When I think of my friends here on earth I think of my college buddies with whom I’m still in contact. We met at A&M and had much in common. We all loved sports. We loved to joke around. We didn’t take life too seriously. I was comfortable around them and they me. While we pushed each other it was always done gently never with the intention to hurt the other. And to this day when we all get together as we did the past January these elements of friendship are still at the core of our relationships. As all of us have entered into our thirty-somethings with wives and kids we still talk sports, joke around, take life a little less serious. It’s comfortable. It’s known. It’s easy.
As I read through the Bible, as I read through history and as I continue to live life I find that God is serious. He is serious about his work of redemption in this world. God is serious about me only loving him and no other. He is serious about bringing about his kingdom. And he takes it so seriously that he doesn’t mind pushing me, and pushing me hard! He knows it will hurt and he knows it will cost much and he knows it will be uncomfortable and he knows it will lead into the unknown. But he does it anyway.
So when I think about these elements of God I’m not so sure I want to be his friend. No wonder the prophets of the Old Testament didn’t want their task of prophesying. No wonder the disciples of the New Testament kept getting it wrong. God doesn’t play around.
That’s not to say that God doesn’t want me to clown around or make fake fart noises with my friends. He allows me to play around in that sense but when it comes to his kingdom work here on this earth, he isn’t too interested in who won the NBA championship or whether A&M should hype McNeal as next year’s Heisman.
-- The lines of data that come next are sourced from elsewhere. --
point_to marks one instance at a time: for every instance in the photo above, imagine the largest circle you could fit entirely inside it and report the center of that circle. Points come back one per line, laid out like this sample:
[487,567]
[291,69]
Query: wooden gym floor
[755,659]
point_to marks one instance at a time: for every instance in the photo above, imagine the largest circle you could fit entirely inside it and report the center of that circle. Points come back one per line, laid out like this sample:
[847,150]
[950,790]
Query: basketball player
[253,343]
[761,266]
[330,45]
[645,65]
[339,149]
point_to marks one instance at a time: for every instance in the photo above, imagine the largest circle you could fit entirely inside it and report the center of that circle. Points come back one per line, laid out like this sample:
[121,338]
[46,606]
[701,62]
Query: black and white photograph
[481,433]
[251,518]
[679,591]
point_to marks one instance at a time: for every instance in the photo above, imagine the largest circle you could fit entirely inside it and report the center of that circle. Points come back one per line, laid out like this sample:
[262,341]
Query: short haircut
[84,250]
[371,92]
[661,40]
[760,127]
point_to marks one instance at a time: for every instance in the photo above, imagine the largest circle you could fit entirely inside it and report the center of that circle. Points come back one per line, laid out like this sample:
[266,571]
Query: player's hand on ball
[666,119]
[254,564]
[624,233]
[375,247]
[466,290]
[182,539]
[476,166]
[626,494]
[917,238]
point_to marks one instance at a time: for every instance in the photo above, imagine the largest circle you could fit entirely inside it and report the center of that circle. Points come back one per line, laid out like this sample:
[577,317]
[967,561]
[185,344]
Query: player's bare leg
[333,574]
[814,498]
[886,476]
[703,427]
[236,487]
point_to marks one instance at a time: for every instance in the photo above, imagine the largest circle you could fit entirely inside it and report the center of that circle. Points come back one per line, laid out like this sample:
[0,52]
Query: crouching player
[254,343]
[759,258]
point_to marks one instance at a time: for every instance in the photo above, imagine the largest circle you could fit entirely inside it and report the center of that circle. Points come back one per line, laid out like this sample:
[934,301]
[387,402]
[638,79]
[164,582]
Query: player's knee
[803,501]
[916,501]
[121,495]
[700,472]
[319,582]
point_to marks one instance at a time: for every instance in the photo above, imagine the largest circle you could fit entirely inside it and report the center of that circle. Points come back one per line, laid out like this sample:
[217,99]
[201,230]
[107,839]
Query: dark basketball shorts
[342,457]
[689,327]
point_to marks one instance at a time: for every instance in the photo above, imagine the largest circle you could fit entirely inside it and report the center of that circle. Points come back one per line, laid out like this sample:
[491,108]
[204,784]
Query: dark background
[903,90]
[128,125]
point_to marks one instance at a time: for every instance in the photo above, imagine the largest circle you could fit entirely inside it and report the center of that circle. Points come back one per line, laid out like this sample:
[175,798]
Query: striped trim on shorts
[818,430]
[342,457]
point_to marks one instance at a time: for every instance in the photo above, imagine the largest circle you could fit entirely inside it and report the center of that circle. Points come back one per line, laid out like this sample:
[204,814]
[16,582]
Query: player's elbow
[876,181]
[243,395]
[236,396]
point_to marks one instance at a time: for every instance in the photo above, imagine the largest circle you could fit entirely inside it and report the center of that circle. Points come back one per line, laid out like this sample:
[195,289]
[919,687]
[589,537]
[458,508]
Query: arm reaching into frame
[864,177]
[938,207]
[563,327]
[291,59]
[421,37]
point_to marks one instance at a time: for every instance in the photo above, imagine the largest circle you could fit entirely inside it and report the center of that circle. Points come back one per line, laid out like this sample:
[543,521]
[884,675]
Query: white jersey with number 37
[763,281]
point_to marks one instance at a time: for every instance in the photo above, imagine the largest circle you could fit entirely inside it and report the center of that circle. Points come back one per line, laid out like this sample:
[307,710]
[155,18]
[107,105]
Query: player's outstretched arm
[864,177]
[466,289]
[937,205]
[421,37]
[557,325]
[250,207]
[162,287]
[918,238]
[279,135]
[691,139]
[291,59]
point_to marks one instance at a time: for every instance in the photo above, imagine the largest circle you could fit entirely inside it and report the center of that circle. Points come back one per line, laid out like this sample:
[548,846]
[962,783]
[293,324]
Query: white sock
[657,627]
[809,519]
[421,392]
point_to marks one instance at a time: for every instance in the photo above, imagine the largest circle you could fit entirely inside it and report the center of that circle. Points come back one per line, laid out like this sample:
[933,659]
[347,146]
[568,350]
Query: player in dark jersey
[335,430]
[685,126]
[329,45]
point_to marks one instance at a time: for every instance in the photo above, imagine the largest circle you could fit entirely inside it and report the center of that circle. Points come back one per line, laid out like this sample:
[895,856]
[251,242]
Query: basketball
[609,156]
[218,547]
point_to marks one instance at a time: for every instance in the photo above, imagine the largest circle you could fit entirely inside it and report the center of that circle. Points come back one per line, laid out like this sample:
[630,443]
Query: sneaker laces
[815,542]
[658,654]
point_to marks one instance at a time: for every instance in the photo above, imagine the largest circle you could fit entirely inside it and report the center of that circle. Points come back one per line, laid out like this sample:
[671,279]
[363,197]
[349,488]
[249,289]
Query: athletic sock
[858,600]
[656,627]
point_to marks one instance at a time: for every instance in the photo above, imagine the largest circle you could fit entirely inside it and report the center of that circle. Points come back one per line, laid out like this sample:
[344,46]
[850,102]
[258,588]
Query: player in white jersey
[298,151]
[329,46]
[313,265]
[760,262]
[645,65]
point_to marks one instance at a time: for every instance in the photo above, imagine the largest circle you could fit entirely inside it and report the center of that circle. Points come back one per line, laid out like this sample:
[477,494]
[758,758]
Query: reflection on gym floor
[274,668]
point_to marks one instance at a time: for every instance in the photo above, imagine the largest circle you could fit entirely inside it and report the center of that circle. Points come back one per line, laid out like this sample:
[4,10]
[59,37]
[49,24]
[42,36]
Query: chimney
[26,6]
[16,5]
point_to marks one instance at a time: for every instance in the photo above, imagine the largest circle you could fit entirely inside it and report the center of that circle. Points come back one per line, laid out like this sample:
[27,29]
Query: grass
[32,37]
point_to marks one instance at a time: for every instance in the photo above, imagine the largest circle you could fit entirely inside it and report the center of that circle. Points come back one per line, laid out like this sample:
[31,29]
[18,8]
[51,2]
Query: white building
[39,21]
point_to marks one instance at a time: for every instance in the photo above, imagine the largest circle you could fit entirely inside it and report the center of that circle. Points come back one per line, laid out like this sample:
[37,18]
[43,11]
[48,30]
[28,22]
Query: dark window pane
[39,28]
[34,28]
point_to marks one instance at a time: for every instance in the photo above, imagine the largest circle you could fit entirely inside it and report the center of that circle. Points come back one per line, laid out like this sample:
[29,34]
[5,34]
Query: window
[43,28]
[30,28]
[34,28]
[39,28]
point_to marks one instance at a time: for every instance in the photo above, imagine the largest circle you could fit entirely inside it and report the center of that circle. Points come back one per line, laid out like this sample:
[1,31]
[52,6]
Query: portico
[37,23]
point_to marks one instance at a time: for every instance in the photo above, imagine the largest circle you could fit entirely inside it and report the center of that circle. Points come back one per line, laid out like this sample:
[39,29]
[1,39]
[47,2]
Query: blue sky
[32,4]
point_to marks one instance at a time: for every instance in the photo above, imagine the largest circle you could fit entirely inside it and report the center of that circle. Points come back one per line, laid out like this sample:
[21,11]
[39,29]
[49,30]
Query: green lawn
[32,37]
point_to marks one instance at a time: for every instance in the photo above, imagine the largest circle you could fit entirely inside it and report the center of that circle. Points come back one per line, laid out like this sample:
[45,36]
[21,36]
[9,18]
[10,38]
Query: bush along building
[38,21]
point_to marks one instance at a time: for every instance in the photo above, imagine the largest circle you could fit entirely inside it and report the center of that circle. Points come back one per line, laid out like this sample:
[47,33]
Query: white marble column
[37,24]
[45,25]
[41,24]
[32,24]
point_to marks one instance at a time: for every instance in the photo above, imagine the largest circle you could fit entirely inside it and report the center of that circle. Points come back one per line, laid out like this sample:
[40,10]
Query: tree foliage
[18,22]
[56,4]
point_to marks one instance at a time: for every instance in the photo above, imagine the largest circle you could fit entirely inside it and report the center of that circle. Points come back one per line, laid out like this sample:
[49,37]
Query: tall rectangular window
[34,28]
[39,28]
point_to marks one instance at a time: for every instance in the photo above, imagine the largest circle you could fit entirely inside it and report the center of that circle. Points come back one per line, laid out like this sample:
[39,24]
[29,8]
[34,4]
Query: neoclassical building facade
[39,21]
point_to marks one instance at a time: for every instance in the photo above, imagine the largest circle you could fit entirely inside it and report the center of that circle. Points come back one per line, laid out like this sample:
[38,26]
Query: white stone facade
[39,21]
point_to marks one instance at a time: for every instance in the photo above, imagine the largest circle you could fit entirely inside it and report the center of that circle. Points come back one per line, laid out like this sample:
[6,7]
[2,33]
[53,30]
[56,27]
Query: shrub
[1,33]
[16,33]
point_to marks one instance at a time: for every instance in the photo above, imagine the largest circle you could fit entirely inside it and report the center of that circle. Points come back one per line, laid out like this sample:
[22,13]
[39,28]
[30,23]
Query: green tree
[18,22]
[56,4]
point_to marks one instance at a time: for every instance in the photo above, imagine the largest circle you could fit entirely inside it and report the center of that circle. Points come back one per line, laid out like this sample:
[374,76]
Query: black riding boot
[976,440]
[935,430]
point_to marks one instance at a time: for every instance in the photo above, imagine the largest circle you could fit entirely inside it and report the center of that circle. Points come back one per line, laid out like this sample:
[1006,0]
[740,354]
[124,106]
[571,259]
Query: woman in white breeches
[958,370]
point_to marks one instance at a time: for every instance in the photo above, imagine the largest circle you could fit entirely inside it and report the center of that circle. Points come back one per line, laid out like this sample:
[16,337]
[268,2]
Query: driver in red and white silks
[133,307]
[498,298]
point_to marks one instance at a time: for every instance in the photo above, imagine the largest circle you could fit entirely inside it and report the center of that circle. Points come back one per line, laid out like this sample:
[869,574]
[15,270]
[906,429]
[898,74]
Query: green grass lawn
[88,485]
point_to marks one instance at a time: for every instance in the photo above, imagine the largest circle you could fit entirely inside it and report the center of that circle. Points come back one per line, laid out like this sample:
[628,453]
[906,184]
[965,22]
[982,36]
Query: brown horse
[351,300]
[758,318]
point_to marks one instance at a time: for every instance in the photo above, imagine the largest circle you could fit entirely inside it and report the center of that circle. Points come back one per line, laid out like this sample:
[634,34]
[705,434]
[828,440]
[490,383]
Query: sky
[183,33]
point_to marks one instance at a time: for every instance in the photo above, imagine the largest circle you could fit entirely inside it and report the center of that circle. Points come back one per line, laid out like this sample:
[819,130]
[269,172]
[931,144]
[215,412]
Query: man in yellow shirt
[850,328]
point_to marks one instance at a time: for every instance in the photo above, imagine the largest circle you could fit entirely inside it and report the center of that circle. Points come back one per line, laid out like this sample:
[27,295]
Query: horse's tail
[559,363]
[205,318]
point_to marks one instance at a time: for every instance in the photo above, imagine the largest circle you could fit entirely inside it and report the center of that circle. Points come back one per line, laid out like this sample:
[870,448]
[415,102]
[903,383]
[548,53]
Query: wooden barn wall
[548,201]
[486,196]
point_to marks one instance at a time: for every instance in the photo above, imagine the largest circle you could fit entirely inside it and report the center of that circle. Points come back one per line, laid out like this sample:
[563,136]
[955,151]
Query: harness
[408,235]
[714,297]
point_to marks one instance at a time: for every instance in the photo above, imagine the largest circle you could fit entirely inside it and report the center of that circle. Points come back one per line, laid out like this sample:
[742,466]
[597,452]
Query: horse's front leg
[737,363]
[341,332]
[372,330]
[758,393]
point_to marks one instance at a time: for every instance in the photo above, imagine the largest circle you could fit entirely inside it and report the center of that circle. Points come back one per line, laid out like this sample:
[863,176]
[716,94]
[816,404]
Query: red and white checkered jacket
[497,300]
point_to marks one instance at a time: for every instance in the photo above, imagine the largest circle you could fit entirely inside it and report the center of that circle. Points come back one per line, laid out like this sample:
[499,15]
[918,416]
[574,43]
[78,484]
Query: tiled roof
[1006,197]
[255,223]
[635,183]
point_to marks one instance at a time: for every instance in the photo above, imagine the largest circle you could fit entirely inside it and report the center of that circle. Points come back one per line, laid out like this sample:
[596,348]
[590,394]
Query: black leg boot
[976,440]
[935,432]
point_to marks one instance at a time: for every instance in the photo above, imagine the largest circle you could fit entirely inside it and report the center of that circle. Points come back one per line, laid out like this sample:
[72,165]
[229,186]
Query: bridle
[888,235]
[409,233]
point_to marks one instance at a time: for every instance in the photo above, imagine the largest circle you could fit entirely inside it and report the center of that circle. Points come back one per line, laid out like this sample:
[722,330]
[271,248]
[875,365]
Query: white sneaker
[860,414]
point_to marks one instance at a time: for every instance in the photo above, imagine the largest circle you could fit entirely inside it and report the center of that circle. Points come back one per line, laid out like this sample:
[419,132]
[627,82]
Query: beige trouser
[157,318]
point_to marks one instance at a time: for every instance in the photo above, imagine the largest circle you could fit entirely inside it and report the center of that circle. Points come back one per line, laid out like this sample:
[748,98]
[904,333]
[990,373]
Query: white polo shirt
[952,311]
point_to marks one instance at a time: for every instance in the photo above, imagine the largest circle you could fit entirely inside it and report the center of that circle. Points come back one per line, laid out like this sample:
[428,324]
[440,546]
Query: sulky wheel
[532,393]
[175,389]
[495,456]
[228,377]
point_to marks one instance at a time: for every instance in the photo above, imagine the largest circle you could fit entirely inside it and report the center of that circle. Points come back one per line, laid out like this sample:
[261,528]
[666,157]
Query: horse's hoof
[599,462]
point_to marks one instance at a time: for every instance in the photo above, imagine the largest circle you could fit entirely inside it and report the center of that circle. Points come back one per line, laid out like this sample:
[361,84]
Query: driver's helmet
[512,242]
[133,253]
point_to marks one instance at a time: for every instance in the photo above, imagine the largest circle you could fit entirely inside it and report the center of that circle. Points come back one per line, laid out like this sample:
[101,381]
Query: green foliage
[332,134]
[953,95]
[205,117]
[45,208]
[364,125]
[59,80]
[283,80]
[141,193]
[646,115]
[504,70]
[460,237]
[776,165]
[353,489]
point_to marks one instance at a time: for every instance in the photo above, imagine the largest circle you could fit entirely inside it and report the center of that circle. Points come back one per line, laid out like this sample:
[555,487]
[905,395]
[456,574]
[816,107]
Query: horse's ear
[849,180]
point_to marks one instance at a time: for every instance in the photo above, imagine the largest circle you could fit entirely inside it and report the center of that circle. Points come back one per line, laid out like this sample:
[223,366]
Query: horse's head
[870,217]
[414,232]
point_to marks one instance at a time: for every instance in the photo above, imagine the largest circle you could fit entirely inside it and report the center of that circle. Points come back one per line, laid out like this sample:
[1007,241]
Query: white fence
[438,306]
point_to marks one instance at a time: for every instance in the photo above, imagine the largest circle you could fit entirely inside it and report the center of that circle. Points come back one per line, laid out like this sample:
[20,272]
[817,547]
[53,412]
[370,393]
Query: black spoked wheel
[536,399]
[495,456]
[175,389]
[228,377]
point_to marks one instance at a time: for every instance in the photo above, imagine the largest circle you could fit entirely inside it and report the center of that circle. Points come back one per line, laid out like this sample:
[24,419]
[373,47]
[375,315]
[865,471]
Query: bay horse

The questions for me become these: Do I really want to be involved with a God who pushes so hard? Do I really want to follow this God that inevitably will call for my comfort to be made uncomfortable, my ease to be made hard, my known to be made unknown? And finally, should I choose to follow, what language shall I borrow to describe it, to describe my journey with God? Because language of friendship just doesn’t do it for me.